The farmers met the Vice-President on Tuesday evening and pleaded with him to see that the capital is not relocated.
Venkaiah Naidu, in his chat with reporters, recalled that he always stood for decentralized development.
“After the state bifurcation, when I was the Union Minister, I saw to it that various national institutions were established in different districts of the state.
That’s how development should be decentralised. But my firm opinion is that all administrative functions should be in one place so that it becomes easier,” he noted.
To another query, he said, “If the Centre asks me, I will express the same view.”

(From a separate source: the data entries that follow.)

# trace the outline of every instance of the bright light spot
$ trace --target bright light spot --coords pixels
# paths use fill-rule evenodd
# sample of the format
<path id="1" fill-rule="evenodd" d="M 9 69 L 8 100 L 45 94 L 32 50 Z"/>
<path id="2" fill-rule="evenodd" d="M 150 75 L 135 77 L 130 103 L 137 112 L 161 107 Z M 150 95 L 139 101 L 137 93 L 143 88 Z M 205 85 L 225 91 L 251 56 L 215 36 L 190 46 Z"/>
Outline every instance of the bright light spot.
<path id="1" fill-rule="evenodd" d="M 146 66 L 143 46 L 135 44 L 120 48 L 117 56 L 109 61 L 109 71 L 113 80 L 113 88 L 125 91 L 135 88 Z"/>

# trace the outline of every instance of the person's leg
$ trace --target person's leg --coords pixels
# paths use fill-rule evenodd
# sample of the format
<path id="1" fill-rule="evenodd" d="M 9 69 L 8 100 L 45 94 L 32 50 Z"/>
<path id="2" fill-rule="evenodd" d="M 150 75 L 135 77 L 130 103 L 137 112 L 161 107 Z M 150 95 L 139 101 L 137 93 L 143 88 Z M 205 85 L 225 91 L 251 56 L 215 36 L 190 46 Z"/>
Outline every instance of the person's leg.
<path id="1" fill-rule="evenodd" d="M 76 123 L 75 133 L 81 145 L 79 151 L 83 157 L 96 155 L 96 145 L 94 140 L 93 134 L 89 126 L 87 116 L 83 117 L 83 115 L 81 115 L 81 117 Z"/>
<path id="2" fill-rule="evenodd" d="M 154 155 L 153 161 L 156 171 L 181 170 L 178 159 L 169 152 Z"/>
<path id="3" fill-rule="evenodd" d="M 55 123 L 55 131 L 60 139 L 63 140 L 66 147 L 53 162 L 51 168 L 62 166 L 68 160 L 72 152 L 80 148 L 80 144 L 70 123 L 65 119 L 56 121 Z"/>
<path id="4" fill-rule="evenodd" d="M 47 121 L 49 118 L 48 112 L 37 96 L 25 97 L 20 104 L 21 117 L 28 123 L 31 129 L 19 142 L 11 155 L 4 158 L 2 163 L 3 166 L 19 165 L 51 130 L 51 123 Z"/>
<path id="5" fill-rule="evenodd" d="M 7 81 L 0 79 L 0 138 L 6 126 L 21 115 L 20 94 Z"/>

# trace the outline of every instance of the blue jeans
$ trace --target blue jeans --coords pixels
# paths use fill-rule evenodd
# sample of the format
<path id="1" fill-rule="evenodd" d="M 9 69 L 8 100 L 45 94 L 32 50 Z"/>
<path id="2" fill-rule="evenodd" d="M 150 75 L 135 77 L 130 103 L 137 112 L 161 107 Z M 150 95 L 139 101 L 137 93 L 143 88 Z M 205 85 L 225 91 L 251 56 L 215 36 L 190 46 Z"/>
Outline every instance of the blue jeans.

On another issue that has also raked up a controversy in AP in recent days, the Vice-President stressed that primary education should be in the mother tongue only.
“My opinion on primacy of the mother tongue remains firm.
Telugu should be the medium of instruction in all government schools at the primary level.
Even Prime Minister Narendra Modi has been emphasizing on the importance of mother tongue,” Venkaiah Naidu pointed out.
The YSR Congress government planned to do away with Telugu medium of instruction in all schools for classes 1 to 6 from the next academic year by introducing English medium.
It planned to scale it up gradually over the subsequent four years up to class X.
There has been a vociferous demand from various quarters that English medium be introduced only as a parallel to Telugu medium.
The issue is now pending in the High Court.